Tyson Larson (born April 16, 1986) is an American politician who served as a member of the Nebraska Legislature for the 40th district from 2011 to 2019.

==Early life and education==

Larson was born in Fort Carson, Colorado. He graduated from Weeping Water High School in Weeping Water, Nebraska, in 2004. He earned a Bachelor of Arts degree in government and theology from Georgetown University in 2008.

==Career==
In 2010 Larson defeated 20-year incumbent Senator Cap Dierks and was elected to represent the 40th Nebraska legislative district.
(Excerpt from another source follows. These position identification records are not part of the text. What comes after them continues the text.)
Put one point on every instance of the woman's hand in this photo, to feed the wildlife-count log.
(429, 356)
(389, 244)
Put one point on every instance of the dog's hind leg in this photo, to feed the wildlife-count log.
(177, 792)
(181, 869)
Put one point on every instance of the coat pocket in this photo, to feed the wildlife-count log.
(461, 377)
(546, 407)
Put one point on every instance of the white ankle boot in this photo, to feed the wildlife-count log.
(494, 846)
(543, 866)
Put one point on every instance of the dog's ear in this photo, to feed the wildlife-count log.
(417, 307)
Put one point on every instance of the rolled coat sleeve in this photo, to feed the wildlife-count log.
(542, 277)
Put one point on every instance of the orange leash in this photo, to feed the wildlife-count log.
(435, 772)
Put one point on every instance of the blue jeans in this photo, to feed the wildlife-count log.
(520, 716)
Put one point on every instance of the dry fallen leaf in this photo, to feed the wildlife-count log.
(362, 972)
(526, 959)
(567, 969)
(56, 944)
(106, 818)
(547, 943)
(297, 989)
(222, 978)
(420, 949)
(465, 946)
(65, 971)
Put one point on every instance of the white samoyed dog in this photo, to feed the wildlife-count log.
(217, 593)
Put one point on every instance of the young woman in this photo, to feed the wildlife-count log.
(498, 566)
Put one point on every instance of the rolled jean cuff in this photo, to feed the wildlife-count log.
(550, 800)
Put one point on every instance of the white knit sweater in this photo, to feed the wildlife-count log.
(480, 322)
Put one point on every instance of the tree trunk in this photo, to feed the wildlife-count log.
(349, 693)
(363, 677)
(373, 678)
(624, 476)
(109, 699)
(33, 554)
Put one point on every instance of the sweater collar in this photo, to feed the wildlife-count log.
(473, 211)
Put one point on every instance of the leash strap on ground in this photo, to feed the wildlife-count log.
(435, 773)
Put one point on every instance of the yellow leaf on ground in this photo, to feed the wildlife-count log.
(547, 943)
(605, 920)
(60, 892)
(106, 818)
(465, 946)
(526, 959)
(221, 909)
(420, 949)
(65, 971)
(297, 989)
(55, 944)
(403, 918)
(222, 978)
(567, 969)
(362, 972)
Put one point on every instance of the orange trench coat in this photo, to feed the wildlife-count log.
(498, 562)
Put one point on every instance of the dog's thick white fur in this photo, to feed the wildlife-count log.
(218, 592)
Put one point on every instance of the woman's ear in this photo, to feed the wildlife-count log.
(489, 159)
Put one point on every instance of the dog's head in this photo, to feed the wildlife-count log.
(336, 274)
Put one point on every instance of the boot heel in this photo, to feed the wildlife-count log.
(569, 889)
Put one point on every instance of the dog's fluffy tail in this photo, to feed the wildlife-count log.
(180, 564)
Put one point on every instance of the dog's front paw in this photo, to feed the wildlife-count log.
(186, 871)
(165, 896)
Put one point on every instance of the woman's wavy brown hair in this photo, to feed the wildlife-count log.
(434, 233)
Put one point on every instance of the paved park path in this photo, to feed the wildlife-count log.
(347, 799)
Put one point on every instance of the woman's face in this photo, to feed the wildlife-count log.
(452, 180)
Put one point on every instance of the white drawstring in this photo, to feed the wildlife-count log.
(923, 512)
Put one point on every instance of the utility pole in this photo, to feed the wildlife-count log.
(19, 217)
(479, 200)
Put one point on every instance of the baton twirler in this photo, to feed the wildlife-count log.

During his first two years in the Legislature, Larson sat on the Agriculture, Enrollment and Review (Chairman), General Affairs, Judiciary, and State-Tribal Relations committees. During his third and fourth years in the Legislature, he helped to develop and coordinate the state's $8.5 billion budget on the Appropriations committee.

In 2014, Larson ran for re-election, defeating challenger Keith Kube with over 67% of the vote. Upon returning to the Legislature, Larson was elected to be Chairman of the General Affairs committee and served on the Agriculture and Government committees. Larson was also selected by his colleagues to serve on the Legislature's Executive Board.